Quant au président Macky Sall, arrivé fortuitement au sommet de l’appareil d’État néocolonial, depuis une dizaine d’années, il aura encore plus déçu que son père spirituel, dont il n’aura hérité que des pires aspects de sa pratique politique.
C’est ainsi que sa gouvernance est marquée par une chape de plomb, qui recouvre la vie politique de notre pays avec des atteintes multiples aux libertés et la persécution systématique d’adversaires politiques allant jusqu’à l’éviction arbitraire de ses principaux rivaux à la présidentielle de 2019.
Cet ostracisme s’est poursuivi lors des dernières élections locales, au cours desquelles, plusieurs listes de l’opposition politique ont été injustement invalidées.
Le tournant des locales de janvier 2022
Mais paradoxalement, c’est précisément lors de ces consultations électorales, que le peuple sénégalais a envoyé un nouveau signal plus explicite au pouvoir apériste sous forme d’un désaveu cinglant, surtout dans les grandes villes, où le niveau de conscience politique est le plus élevé.

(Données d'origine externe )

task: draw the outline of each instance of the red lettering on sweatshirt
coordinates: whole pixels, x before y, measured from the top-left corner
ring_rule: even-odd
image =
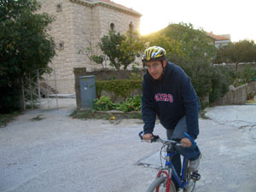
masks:
[[[154,95],[154,100],[156,102],[173,102],[173,96],[172,94],[166,94],[166,93],[156,93]]]

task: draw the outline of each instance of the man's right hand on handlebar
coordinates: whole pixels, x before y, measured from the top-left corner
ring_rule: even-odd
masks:
[[[143,140],[150,140],[152,138],[153,135],[151,133],[146,133],[143,135]]]

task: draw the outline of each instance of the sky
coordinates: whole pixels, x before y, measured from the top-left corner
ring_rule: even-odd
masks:
[[[172,23],[191,23],[215,35],[230,34],[232,42],[256,43],[256,0],[112,0],[141,13],[141,34]]]

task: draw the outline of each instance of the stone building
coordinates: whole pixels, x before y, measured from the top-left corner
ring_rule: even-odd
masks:
[[[125,33],[139,31],[141,14],[110,0],[39,0],[40,12],[54,15],[49,34],[55,38],[57,55],[49,67],[56,76],[58,93],[74,93],[74,67],[87,71],[101,68],[79,50],[96,46],[101,38],[114,30]],[[49,84],[54,87],[51,78]]]

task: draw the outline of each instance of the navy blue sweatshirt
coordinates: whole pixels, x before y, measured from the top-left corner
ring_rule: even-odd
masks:
[[[173,130],[186,115],[188,134],[195,139],[199,134],[200,108],[190,79],[180,67],[167,61],[160,80],[154,80],[148,72],[144,74],[142,106],[144,133],[153,132],[156,115],[168,130]]]

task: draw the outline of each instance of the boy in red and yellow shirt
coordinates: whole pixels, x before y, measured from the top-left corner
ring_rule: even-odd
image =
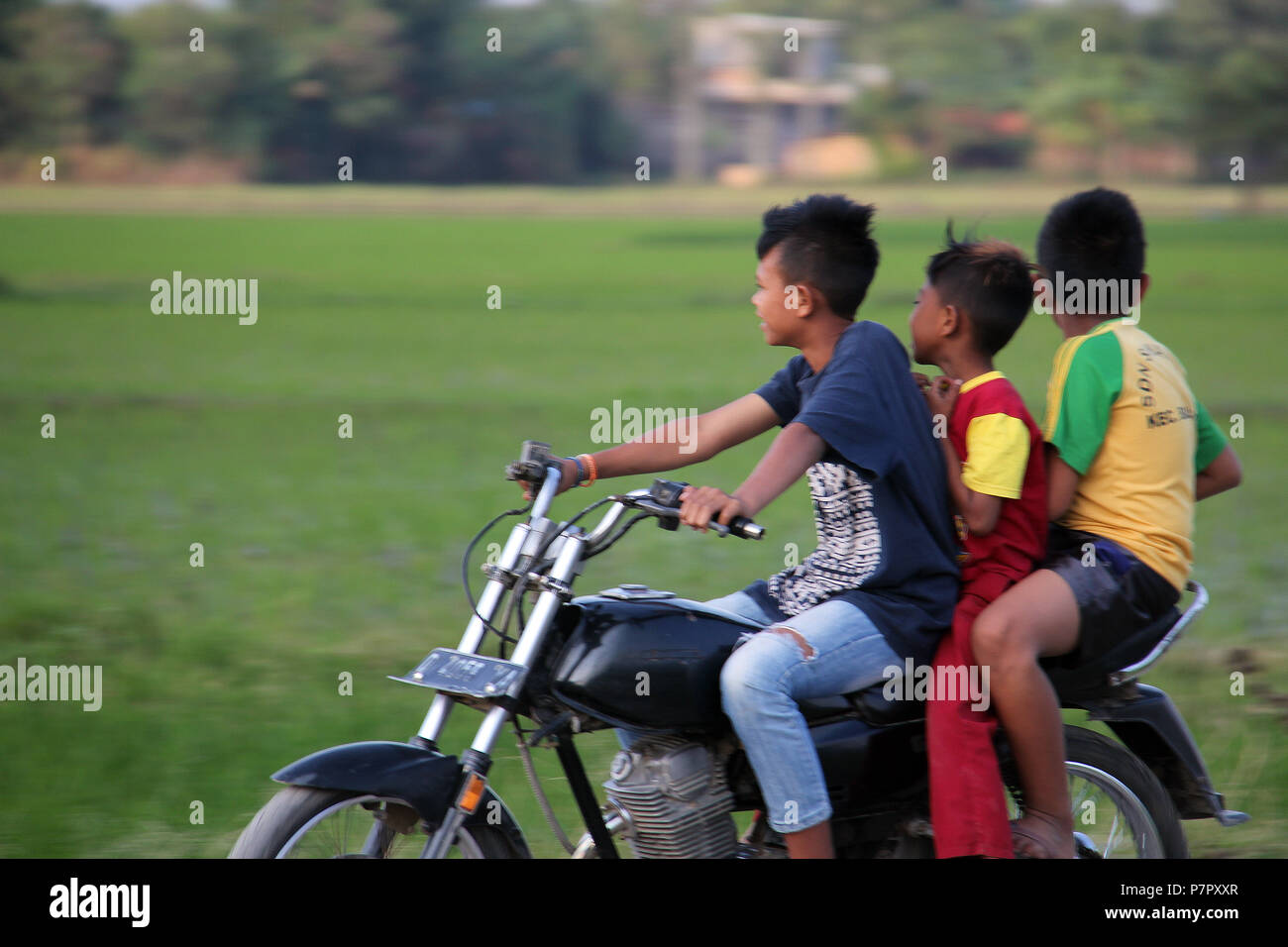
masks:
[[[1032,267],[1001,241],[953,240],[930,259],[909,318],[913,359],[936,365],[918,375],[944,459],[962,554],[962,588],[952,631],[935,666],[969,669],[975,618],[1033,571],[1046,553],[1042,434],[993,356],[1024,322],[1033,300]],[[980,694],[933,694],[926,705],[930,813],[940,858],[1010,858],[1011,827],[993,733],[997,719]],[[936,680],[944,680],[938,673]]]

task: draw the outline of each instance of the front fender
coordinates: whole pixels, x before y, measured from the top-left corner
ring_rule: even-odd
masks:
[[[276,782],[313,789],[350,790],[402,799],[430,826],[443,821],[461,786],[461,763],[411,743],[372,740],[318,750],[273,773]],[[492,805],[492,803],[496,805]],[[488,813],[500,812],[495,827],[509,839],[522,858],[531,858],[523,831],[505,803],[489,786],[483,801],[465,825],[488,825]]]

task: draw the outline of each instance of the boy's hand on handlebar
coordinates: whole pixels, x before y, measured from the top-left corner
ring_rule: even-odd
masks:
[[[559,490],[555,491],[555,496],[559,496],[565,490],[576,486],[577,481],[577,463],[563,457],[559,460]],[[519,481],[519,486],[523,487],[523,499],[531,500],[536,493],[532,490],[532,484],[528,481]]]
[[[685,487],[680,492],[680,522],[707,532],[712,519],[724,526],[734,517],[750,514],[742,500],[719,487]]]

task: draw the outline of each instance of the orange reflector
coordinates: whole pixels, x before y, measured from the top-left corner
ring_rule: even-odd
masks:
[[[487,780],[478,773],[470,773],[465,781],[465,789],[461,790],[461,795],[456,799],[456,808],[473,816],[474,810],[479,808],[479,800],[483,799],[483,790],[486,789]]]

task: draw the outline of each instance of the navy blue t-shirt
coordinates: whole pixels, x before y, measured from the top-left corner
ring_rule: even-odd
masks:
[[[895,652],[930,664],[957,604],[958,546],[943,448],[899,339],[855,322],[820,372],[796,356],[756,394],[827,452],[806,472],[818,549],[746,591],[788,616],[851,602]]]

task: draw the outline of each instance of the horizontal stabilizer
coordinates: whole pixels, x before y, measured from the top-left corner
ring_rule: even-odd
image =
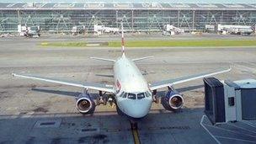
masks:
[[[135,59],[132,59],[132,61],[141,61],[141,60],[152,58],[152,57],[153,57],[153,56],[146,56],[146,57],[140,57],[140,58],[135,58]]]
[[[111,59],[106,59],[106,58],[101,58],[101,57],[90,57],[91,59],[99,60],[99,61],[109,61],[109,62],[115,62],[115,60]]]

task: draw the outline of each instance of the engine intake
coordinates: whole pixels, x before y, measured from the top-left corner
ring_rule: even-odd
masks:
[[[82,114],[92,114],[95,109],[95,103],[89,93],[83,93],[77,99],[77,109]]]
[[[166,109],[173,111],[183,106],[184,99],[177,91],[169,90],[161,102]]]

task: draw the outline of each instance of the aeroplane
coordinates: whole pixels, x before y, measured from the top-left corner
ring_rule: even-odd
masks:
[[[110,62],[114,65],[114,85],[88,82],[69,82],[29,74],[13,73],[13,76],[83,88],[84,90],[77,98],[76,102],[76,107],[82,114],[93,114],[97,105],[100,104],[106,104],[109,99],[113,99],[116,104],[118,112],[121,112],[131,118],[137,119],[145,117],[149,113],[152,103],[157,102],[157,99],[159,99],[157,97],[157,89],[168,88],[168,92],[162,99],[163,104],[167,105],[167,109],[169,110],[177,110],[182,108],[184,98],[182,94],[173,88],[173,85],[231,71],[231,68],[222,69],[211,72],[185,76],[148,83],[144,78],[141,72],[136,67],[136,62],[152,56],[130,59],[125,56],[122,24],[121,50],[121,56],[116,60],[91,57],[92,59]],[[90,89],[99,91],[96,104],[88,93],[88,90]],[[110,94],[104,94],[105,93]],[[113,97],[111,97],[111,95]]]

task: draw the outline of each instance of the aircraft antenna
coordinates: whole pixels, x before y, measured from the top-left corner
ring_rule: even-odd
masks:
[[[125,54],[125,39],[124,39],[124,25],[123,22],[121,22],[121,34],[122,34],[122,39],[121,39],[121,46],[122,46],[122,53]]]

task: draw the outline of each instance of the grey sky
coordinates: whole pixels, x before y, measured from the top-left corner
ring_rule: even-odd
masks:
[[[0,3],[256,3],[256,0],[0,0]]]

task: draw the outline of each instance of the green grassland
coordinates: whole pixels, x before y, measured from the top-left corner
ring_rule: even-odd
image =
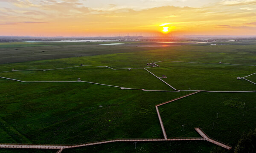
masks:
[[[81,63],[119,68],[142,68],[146,67],[147,63],[160,60],[254,65],[256,60],[255,44],[158,48],[137,47],[136,44],[114,46],[67,44],[16,50],[0,48],[0,54],[3,55],[0,62],[9,63],[1,64],[0,71],[12,68],[48,69]],[[29,54],[33,54],[32,51],[35,55],[27,57]],[[41,54],[45,53],[49,54]],[[80,57],[76,57],[79,54]],[[66,58],[73,57],[76,57]],[[256,72],[256,67],[173,62],[157,64],[160,66],[148,70],[159,76],[167,76],[163,79],[176,89],[256,90],[255,85],[236,79],[237,76]],[[27,81],[76,81],[80,78],[83,81],[126,88],[172,90],[143,69],[113,70],[81,67],[0,73],[0,76]],[[247,79],[255,80],[255,77]],[[163,137],[155,105],[191,93],[120,90],[81,82],[24,83],[0,79],[0,84],[2,143],[72,144],[115,138]],[[199,126],[209,136],[234,146],[243,132],[256,127],[256,99],[255,93],[201,92],[162,105],[159,110],[169,137],[199,136],[194,130]],[[218,119],[217,113],[220,113]],[[169,142],[138,142],[135,150],[132,142],[120,142],[64,150],[63,152],[179,153],[189,150],[209,153],[215,146],[204,141],[174,142],[172,146],[170,144]],[[56,151],[28,150],[1,150],[4,153]]]

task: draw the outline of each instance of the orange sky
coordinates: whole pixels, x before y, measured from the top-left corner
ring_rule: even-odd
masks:
[[[256,35],[256,0],[0,0],[2,36],[155,36],[165,23],[175,36]]]

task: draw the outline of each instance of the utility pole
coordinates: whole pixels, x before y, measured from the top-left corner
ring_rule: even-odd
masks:
[[[135,150],[136,150],[136,144],[137,143],[137,142],[135,142],[134,143],[134,144],[135,145]]]
[[[182,131],[184,131],[184,125],[182,125]]]
[[[243,116],[244,116],[244,105],[245,105],[245,103],[244,103],[244,113],[243,113]]]
[[[214,122],[212,124],[212,129],[213,129],[213,126],[214,126]]]

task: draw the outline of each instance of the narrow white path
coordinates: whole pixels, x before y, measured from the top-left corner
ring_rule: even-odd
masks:
[[[153,75],[153,76],[155,76],[156,77],[157,77],[157,79],[159,79],[160,80],[162,81],[162,82],[163,82],[164,83],[166,84],[166,85],[167,85],[169,87],[172,88],[172,89],[173,89],[175,91],[178,91],[178,90],[177,90],[174,87],[173,87],[172,85],[169,85],[169,84],[168,84],[167,83],[166,83],[166,82],[165,81],[163,81],[163,80],[162,80],[162,79],[161,79],[160,78],[159,78],[159,77],[158,77],[156,75],[154,75],[153,73],[150,72],[149,71],[147,70],[145,68],[144,68],[144,69],[145,69],[146,71],[147,71],[148,72],[149,72],[150,73],[151,73],[152,75]]]

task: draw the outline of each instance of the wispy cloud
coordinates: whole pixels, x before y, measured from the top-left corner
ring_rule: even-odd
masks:
[[[246,29],[247,30],[256,30],[256,27],[250,27],[248,26],[230,26],[230,25],[218,25],[216,28],[227,28],[231,29]]]
[[[49,23],[44,22],[32,22],[32,21],[25,21],[22,22],[10,22],[0,23],[0,25],[12,25],[18,24],[29,24],[29,23]]]
[[[244,23],[244,24],[248,25],[254,25],[254,26],[256,26],[256,22],[253,22],[250,23]]]

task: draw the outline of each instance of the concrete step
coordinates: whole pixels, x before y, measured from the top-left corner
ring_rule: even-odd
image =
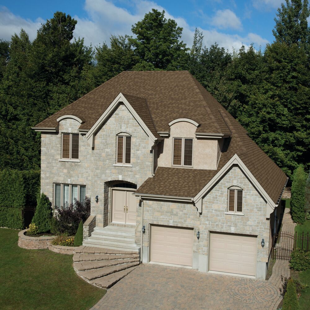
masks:
[[[117,282],[126,276],[136,267],[136,266],[127,268],[114,273],[111,273],[92,280],[90,283],[93,285],[104,289],[108,289],[114,285]]]
[[[108,267],[104,267],[91,270],[84,271],[78,271],[79,274],[83,278],[87,280],[93,280],[98,278],[104,277],[111,273],[117,272],[127,268],[133,267],[139,265],[139,262],[135,262],[128,264],[117,265]]]
[[[138,253],[122,254],[88,254],[76,253],[73,255],[73,261],[88,262],[106,260],[123,259],[127,258],[139,258]]]
[[[129,258],[122,259],[108,259],[105,260],[79,262],[75,263],[75,268],[79,271],[101,268],[110,266],[122,265],[139,261],[139,258]]]

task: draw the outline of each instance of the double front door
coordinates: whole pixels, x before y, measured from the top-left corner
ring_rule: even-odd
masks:
[[[122,224],[135,224],[137,198],[135,190],[112,190],[112,221]]]

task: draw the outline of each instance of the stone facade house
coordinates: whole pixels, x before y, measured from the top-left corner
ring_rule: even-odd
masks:
[[[53,206],[91,197],[83,244],[265,278],[287,178],[188,72],[122,72],[33,129]]]

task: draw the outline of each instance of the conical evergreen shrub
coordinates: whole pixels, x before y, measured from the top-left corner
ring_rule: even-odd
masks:
[[[50,231],[51,217],[51,202],[46,196],[42,193],[38,200],[35,213],[32,221],[38,227],[38,233]]]

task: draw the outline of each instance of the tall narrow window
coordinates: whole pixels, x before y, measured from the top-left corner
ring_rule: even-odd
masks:
[[[173,138],[173,165],[193,166],[193,139],[188,138]]]
[[[78,159],[79,136],[78,134],[62,134],[62,158]]]
[[[228,212],[234,213],[242,212],[242,190],[237,186],[233,186],[228,189]]]
[[[130,164],[131,157],[131,137],[129,135],[117,135],[116,144],[116,163]]]

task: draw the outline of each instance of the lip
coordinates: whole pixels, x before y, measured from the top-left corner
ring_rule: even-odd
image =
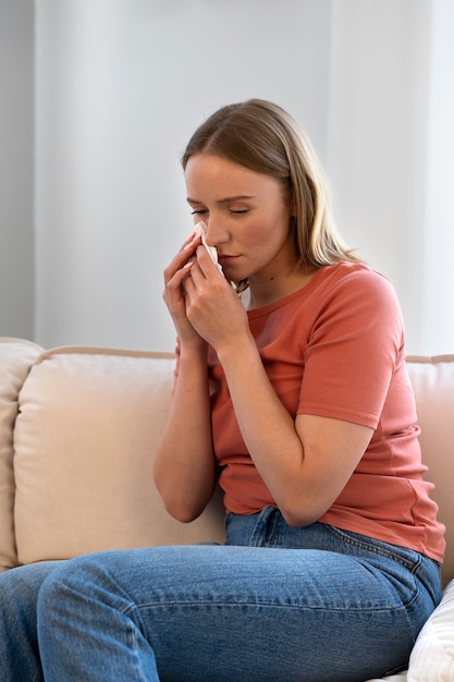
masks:
[[[232,265],[233,263],[236,263],[236,260],[238,258],[240,258],[240,256],[230,256],[228,254],[219,254],[218,253],[218,261],[222,266]]]

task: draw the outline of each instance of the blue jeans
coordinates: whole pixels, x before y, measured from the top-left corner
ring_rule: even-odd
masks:
[[[409,549],[273,508],[226,531],[2,574],[0,679],[359,682],[406,665],[440,600],[440,565]]]

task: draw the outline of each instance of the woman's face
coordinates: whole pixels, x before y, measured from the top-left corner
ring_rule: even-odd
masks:
[[[282,184],[212,154],[186,165],[187,202],[194,222],[207,227],[226,279],[271,280],[294,263],[291,211]]]

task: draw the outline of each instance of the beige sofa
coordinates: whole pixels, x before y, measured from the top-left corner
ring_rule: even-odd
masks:
[[[45,351],[0,338],[0,572],[101,549],[222,541],[219,496],[184,525],[169,517],[154,486],[173,365],[171,353]],[[453,681],[454,355],[409,357],[408,370],[446,525],[447,587],[408,671],[389,680]]]

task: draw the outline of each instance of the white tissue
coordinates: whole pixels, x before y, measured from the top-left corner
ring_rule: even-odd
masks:
[[[222,272],[222,268],[218,263],[218,251],[216,246],[208,246],[207,244],[207,240],[206,240],[207,230],[208,228],[203,220],[200,220],[200,222],[196,224],[197,234],[201,234],[201,243],[204,244],[205,248],[208,251],[208,254],[211,260],[213,261],[213,264],[217,266],[218,270]]]

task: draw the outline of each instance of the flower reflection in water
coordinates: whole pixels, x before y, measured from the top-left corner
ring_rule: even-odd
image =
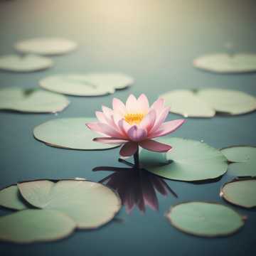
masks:
[[[146,211],[146,206],[157,210],[159,201],[156,192],[164,196],[172,194],[178,197],[163,178],[144,169],[99,166],[93,171],[114,171],[100,182],[118,193],[128,213],[136,206],[143,213]]]

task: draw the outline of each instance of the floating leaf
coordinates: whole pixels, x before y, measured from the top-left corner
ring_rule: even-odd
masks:
[[[119,210],[119,197],[106,186],[87,181],[36,181],[18,184],[31,205],[55,210],[73,218],[79,228],[97,228]]]
[[[114,93],[134,82],[132,78],[118,73],[87,75],[60,75],[47,77],[40,81],[44,89],[75,96],[98,96]]]
[[[70,217],[54,210],[24,210],[0,217],[0,240],[14,242],[55,240],[75,228]]]
[[[221,73],[252,72],[256,71],[256,54],[209,54],[194,60],[193,65],[198,68]]]
[[[48,68],[53,61],[45,57],[28,55],[8,55],[0,56],[0,70],[14,72],[33,72]]]
[[[212,117],[215,112],[196,95],[186,90],[177,90],[160,96],[170,106],[171,112],[188,117]]]
[[[228,174],[238,176],[256,176],[256,147],[235,146],[223,149],[221,152],[232,162]]]
[[[176,205],[170,209],[166,217],[179,230],[203,237],[232,235],[244,225],[242,217],[231,208],[205,202]]]
[[[38,38],[24,40],[15,44],[19,52],[41,55],[58,55],[68,53],[77,48],[70,40],[58,38]]]
[[[231,90],[178,90],[161,97],[171,107],[171,112],[186,117],[212,117],[216,112],[235,115],[256,110],[255,97]]]
[[[68,105],[65,96],[41,90],[17,87],[0,90],[0,110],[52,113],[63,110]]]
[[[27,208],[16,185],[10,186],[0,191],[0,206],[14,210]]]
[[[228,169],[226,158],[205,143],[181,138],[164,138],[161,142],[171,145],[167,153],[143,149],[143,168],[161,177],[183,181],[209,180],[223,176]]]
[[[250,208],[256,206],[256,179],[238,179],[225,183],[220,196],[228,202]]]
[[[96,122],[86,117],[55,119],[46,122],[33,130],[36,139],[52,146],[70,149],[97,150],[116,147],[93,142],[96,134],[85,125]]]
[[[223,89],[200,90],[197,96],[215,111],[241,114],[256,110],[256,98],[247,93]]]

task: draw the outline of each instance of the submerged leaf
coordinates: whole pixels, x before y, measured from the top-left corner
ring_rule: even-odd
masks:
[[[119,197],[106,186],[87,181],[36,181],[18,185],[31,205],[65,213],[79,228],[97,228],[119,210]]]
[[[181,203],[171,207],[166,217],[181,231],[209,238],[232,235],[244,225],[242,217],[233,209],[213,203]]]
[[[256,207],[256,179],[234,180],[225,183],[220,196],[228,202],[250,208]]]
[[[193,65],[198,68],[220,73],[252,72],[256,71],[256,54],[208,54],[194,60]]]
[[[28,55],[0,56],[0,70],[14,72],[33,72],[51,67],[53,61],[48,58]]]
[[[68,53],[77,48],[76,43],[65,38],[38,38],[21,41],[14,46],[21,53],[41,55],[58,55]]]
[[[97,150],[118,146],[93,142],[97,134],[85,125],[93,122],[96,119],[88,117],[55,119],[35,127],[33,134],[48,146],[63,149]]]
[[[40,85],[55,92],[75,96],[98,96],[114,93],[134,82],[126,75],[119,73],[70,74],[47,77]]]
[[[16,185],[10,186],[0,191],[0,206],[14,210],[27,208]]]
[[[69,101],[63,95],[36,89],[0,90],[0,110],[28,113],[53,113],[63,110]]]
[[[48,210],[24,210],[0,217],[0,240],[18,243],[53,241],[71,234],[75,222]]]
[[[256,147],[234,146],[221,149],[221,152],[231,162],[228,174],[238,176],[256,176]]]
[[[168,137],[159,141],[171,145],[173,149],[166,154],[143,149],[140,154],[143,168],[154,174],[173,180],[196,181],[216,178],[227,171],[226,158],[205,143]]]

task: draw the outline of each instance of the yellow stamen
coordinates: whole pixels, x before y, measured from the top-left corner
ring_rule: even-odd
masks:
[[[144,117],[144,114],[127,114],[124,116],[125,121],[129,124],[139,124]]]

Mais comme lors du mouvement de défiance de février-mars 2021, qu’ils ravalent, encore maintenant, au rang de simple affaire de mœurs, les hommes politiques de la majorité persistent dans leur attitude de déni et continuent leur course folle vers l’inconnu.
Ce comportement renvoie à l’histoire de César Luis Menotti, entraineur de football argentin de 1974 à 1982, qui reprochait à ses joueurs de ne pouvoir concilier leur course effrénée derrière le ballon rond et une réflexion lumineuse sur les meilleures stratégies victorieuses[1]. Au bout de quelques années de coaching gagnant, il leur enseigna l’art des déplacements rapides et intelligents sur le terrain, ce qui leur permit de gagner la coupe du Monde de 1978. Si nous rappelons cette petite anecdote tirée du monde du football, c’est que la posture du pouvoir apériste nous fait penser à une cavalcade de chevaux (marrons) fous.
De fait, les actes posés par le régime du Yakaar déçu renvoient à une attitude autiste, candide et dédaigneuse, qui ne tient aucun compte de l’évolution sociopolitique de notre pays et des signaux que lui envoie le peuple.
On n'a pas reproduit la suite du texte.